The Archimedes Screw hydrokinetic turbine (AST) is a promising technology for renewable energy generation in shallow, low-velocity, and bidirectional flows, but the mechanisms governing its torque production remain poorly understood. This study uses computational fluid dynamics (CFD) to investigate the performance and torque-generation mechanism of a three-flight AST inclined at 30° and operating in two configurations previously examined experimentally. Transient simulations were performed in ANSYS Fluent using a sliding mesh and flow-induced rotation approach within an unsteady Reynolds-averaged Navier-Stokes framework with the SST k-ω turbulence model.
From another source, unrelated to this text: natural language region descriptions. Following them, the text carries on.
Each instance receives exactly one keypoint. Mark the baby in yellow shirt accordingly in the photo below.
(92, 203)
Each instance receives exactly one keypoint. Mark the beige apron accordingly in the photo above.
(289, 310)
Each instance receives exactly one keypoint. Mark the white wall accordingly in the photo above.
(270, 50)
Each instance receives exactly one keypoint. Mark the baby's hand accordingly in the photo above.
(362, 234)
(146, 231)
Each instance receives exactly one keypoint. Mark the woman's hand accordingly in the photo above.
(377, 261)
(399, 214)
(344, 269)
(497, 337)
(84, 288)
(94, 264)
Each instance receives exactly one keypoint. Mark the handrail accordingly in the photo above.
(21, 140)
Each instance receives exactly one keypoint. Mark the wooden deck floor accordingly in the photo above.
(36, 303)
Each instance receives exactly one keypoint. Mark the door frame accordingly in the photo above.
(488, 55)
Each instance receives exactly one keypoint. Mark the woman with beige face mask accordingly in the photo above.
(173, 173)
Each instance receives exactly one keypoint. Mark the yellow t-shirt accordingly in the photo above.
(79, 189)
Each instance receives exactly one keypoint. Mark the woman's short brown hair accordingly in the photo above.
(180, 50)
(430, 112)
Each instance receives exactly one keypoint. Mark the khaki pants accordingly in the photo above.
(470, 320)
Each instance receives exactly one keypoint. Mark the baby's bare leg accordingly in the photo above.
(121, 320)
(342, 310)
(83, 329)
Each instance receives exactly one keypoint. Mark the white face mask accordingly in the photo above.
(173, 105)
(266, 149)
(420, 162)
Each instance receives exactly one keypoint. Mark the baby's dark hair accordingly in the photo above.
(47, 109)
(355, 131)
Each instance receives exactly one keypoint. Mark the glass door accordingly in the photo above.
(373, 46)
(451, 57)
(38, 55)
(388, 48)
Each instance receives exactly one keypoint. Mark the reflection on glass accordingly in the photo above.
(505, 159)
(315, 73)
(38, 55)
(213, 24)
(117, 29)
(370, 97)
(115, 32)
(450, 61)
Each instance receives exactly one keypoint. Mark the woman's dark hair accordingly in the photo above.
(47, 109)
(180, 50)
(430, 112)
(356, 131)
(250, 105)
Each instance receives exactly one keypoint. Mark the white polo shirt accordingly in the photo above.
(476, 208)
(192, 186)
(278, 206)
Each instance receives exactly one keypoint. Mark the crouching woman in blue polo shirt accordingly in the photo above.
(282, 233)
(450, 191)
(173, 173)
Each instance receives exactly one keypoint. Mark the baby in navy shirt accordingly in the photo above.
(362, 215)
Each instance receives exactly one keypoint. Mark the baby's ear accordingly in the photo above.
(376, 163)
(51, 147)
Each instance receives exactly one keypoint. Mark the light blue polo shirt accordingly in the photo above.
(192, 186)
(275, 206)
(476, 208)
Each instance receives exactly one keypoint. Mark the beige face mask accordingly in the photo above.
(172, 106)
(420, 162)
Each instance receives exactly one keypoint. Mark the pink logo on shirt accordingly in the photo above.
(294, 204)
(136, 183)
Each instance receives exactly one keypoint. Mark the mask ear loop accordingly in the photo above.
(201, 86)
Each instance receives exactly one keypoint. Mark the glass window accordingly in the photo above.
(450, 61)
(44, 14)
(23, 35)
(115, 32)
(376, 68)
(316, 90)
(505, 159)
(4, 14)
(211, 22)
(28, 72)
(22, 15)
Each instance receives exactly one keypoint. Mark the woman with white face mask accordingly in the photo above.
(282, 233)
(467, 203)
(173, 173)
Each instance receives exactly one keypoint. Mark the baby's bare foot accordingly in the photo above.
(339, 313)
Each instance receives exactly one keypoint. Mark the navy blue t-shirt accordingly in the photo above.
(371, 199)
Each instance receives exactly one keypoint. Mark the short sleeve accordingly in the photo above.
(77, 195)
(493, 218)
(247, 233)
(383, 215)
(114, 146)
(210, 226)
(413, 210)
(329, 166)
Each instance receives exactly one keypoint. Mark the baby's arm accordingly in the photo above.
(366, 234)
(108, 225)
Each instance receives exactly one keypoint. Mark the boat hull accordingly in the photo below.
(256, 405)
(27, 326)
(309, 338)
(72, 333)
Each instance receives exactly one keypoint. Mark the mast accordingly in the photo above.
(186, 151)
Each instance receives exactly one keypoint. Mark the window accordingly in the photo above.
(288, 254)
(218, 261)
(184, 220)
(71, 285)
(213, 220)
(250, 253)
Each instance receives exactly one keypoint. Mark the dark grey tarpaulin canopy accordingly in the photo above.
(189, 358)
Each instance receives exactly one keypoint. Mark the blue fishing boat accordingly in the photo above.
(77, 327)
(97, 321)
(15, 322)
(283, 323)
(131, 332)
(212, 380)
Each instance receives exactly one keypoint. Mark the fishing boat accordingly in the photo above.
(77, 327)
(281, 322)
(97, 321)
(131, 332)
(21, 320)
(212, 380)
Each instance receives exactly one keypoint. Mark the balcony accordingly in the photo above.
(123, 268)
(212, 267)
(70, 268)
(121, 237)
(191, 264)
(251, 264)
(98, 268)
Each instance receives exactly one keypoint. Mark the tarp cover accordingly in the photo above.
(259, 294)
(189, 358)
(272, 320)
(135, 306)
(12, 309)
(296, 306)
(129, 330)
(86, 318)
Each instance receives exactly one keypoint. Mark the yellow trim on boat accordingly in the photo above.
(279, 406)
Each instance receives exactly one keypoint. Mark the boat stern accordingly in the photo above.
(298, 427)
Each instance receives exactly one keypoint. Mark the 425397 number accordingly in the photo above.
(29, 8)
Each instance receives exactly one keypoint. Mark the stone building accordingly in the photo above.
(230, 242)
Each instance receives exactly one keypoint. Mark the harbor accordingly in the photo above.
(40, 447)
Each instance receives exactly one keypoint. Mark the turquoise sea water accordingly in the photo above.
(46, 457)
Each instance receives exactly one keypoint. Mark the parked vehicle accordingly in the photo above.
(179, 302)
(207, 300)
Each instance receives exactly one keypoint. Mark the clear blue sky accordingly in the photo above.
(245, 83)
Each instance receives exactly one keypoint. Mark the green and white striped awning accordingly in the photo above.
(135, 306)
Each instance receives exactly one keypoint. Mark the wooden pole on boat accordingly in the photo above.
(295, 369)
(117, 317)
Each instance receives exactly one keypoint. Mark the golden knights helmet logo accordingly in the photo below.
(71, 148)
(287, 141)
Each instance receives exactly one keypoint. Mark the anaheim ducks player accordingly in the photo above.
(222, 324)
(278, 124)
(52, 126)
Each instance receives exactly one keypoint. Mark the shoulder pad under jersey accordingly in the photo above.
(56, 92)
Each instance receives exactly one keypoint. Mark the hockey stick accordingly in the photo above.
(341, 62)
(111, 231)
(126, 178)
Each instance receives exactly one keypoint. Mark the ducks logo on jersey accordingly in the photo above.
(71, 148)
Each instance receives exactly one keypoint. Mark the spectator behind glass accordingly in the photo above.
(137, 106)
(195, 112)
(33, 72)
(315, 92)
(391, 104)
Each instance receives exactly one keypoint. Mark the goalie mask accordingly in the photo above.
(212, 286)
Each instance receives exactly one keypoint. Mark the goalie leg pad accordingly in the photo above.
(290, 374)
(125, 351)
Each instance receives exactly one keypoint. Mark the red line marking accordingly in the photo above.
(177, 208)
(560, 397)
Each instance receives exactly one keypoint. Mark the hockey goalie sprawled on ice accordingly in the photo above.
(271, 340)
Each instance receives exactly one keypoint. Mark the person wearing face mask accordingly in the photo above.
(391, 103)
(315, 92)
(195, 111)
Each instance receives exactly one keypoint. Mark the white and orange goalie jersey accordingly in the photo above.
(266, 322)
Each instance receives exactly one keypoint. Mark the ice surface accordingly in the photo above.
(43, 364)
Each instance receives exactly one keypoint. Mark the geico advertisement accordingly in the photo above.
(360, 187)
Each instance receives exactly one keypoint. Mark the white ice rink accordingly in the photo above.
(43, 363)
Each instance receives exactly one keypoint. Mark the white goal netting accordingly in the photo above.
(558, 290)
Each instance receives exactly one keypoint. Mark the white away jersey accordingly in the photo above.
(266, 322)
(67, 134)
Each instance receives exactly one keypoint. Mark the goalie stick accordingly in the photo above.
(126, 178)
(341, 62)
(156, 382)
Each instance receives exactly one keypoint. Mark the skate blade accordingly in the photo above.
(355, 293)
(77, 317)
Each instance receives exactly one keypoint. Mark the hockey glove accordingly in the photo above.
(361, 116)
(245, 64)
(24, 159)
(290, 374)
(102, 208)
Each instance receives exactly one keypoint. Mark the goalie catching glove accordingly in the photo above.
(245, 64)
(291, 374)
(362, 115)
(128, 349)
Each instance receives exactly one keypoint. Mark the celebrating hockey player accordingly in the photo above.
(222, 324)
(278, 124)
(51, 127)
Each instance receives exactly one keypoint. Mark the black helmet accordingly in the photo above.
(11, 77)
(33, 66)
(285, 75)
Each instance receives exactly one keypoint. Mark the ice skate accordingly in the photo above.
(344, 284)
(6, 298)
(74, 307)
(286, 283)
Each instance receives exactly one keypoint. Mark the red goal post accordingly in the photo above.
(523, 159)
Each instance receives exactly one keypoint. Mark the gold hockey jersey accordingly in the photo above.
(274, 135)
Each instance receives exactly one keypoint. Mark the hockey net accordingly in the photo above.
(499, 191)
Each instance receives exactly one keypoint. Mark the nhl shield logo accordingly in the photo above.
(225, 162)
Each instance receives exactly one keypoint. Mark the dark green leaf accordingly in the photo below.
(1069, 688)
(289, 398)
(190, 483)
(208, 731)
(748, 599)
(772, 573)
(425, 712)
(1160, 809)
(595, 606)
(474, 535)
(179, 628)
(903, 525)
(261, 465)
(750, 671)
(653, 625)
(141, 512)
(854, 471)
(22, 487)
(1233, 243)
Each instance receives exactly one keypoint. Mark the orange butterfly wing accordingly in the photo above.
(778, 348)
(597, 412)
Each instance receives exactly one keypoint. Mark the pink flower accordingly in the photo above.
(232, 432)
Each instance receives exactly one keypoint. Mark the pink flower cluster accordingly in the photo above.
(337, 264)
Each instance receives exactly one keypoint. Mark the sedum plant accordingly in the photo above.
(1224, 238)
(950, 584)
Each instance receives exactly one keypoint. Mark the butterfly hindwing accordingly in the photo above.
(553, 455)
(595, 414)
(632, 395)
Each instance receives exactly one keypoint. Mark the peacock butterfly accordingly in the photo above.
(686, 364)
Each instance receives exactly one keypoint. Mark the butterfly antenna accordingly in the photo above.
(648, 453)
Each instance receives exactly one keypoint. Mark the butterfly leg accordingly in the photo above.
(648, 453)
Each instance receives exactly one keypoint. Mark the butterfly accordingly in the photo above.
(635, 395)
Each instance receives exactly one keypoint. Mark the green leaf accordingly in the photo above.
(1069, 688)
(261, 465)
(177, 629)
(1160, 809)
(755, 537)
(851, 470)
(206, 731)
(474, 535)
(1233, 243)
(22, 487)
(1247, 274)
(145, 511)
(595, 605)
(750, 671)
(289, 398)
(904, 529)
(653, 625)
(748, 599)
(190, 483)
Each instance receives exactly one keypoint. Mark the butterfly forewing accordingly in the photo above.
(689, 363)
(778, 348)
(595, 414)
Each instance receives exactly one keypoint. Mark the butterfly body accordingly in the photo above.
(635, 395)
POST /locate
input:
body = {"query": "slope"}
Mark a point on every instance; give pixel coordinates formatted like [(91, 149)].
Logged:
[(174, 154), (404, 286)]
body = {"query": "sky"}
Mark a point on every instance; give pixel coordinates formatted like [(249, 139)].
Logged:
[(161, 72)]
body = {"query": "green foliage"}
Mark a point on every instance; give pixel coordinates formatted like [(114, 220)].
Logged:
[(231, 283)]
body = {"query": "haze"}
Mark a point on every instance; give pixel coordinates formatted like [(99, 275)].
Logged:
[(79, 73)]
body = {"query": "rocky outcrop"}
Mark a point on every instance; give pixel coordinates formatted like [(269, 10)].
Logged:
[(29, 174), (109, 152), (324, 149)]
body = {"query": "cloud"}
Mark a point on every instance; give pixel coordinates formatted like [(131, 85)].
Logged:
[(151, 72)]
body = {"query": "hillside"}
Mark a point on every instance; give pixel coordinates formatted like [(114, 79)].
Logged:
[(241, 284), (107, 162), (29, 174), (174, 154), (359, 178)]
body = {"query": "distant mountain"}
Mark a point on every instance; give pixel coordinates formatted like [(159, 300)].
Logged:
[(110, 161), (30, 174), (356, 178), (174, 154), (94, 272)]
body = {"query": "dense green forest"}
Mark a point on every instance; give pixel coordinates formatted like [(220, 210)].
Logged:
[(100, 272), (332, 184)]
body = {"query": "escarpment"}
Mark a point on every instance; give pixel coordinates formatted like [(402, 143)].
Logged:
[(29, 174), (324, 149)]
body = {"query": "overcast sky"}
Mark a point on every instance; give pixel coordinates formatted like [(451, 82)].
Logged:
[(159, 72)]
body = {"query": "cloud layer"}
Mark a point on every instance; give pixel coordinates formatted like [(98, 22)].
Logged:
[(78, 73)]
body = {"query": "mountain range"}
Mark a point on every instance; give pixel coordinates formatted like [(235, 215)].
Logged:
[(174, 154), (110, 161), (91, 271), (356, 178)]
The results show that pressure forces dominate torque generation, while viscous contributions are comparatively small. Importantly, this behaviour is observed at a relatively low Reynolds number of approximately 4.5 × 104, indicating that Reynolds-number dependence becomes weak at Reynolds numbers substantially lower than those expected in practical deployments. For the first configuration, with the upstream edge of the turbine at the free surface, the CFD model predicted a maximum power coefficient of 0.85 at a tip speed ratio of 1.50, compared with an experimental value of 0.40 at 0.53. For the second configuration, with the downstream edge of the turbine at the free surface, the corresponding maximum power coefficient was 0.82 at a tip speed ratio of 1.51, compared with 0.34 at 0.54, as experimentally observed. The simulations also captured strong cyclic torque variations; the maximum variation in torque was over three times the mean value for both configurations. Comparison of the cavitation and pressure coefficients indicates little likelihood of cavitation at the experimental flow velocity but suggests possible cavitation onset at higher velocities.